Rep. Broun partly owned bank shut by regulators
WASHINGTON -- U.S. Rep. Paul Broun says he had nothing to do with the operation of a Carrollton bank he and his brothers partly owned that failed and was taken over by the federal government in March.
He says he doesn't know exactly why McIntosh Commercial Bank, co-founded by his brother Conway Broun, became insolvent or why state and federal regulators shut it down.
But after an Atlanta Journal-Constitution examination of congressional financial disclosure forms revealed that Broun was an investor in the bank, the Republican congressman from Athens had a very strong opinion about who's to blame: the federal government.
"The federal government is closing these banks down when there is absolutely no reason to do so," he said. "It's just totally wrong."
State and federal regulators on March 26 shut down four-branch McIntosh Commercial and sold its assets to West Point, Ga.-based CharterBank after determining McIntosh was insolvent and unable to pay its debts.

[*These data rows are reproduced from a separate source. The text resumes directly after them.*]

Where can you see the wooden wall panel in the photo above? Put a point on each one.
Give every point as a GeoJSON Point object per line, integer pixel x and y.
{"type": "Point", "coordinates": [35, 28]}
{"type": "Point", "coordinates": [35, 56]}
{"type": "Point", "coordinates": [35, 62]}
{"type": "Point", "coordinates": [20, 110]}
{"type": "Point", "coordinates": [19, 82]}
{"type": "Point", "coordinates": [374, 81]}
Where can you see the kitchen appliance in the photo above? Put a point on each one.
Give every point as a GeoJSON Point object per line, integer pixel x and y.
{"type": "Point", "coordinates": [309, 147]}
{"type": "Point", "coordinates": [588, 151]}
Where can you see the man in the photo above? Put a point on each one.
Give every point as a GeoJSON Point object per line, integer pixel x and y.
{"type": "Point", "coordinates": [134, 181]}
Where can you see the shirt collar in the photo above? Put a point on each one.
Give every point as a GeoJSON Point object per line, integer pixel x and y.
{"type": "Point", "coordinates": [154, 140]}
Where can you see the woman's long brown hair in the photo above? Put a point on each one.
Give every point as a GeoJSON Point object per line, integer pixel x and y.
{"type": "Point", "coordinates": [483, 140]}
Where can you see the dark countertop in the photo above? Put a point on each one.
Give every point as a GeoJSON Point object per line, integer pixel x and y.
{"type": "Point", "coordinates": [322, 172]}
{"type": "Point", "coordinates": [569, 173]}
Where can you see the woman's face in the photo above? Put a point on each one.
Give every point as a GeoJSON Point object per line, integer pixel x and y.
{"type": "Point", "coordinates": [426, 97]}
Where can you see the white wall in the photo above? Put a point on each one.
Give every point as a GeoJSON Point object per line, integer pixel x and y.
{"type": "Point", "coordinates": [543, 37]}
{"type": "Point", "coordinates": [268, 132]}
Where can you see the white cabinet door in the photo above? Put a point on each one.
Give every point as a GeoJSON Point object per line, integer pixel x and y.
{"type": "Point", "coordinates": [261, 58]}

The bank, founded in 2002, lost $28 million over the past two years and had $88 million in troubled loans on its books. The failure was expected to cost the federal Deposit Insurance Fund more than $123 million.
In an interview Thursday, Broun said his brother Conway was a founding director of the bank. An investment trust called Broun Brother's Investments that includes them and a third brother, Michael, was a major investor.
Rep. Broun said he doesn't know how big of a stake the family trust owned in the bank, or exactly how much he lost when the bank failed. But in a congressional financial disclosure form for 2009 , he listed the value of his investment somewhere between $250,001 and $500,000. It is the single-biggest investment he listed.
The loss, he said, was "more than I can afford."
Rep. Broun went on to say he was simply a silent investor in the banking company. His brother Conway, he said, managed the three brothers' investment, and their interest in the bank. Conway Broun has started and sold several banks, according to the congressman.
"He was in the position to make the decisions about it," Broun said.
Broun said he did nothing in his position as a member of Congress to keep the FDIC and the Georgia Department of Banking and Finance from shutting down the bank. He did acknowledge he held a forum for bankers in his district with fellow Republican U.S. Rep. Tom Price of Roswell, a member of the House Banking Committee, prior to McIntosh's closing.
While saying he knew little about McIntosh's operation, Broun in an interview went into deep detail about federal requirements on how banks must value bad real estate loans, and insinuated that overzealous regulators are causing a national economic crisis.
"Sheila Bair [the FDIC's chairman] and the FDIC that's forcing all of this, under the direction of this [Obama] administration, needs to back off and let community banks do what they should be doing," he said.
At the FDIC, a spokeswoman said she couldn't give specifics on the McIntosh closure, but said as with any bank shutdown, the agency was simply doing its job.
"Our job is to protect depositors," said LaJuan Williams-Young. "We don't want depositors to lose any money. And when it comes to an institution that a regulator has deemed insolvent, as soon as that is closed, the safer depositors are."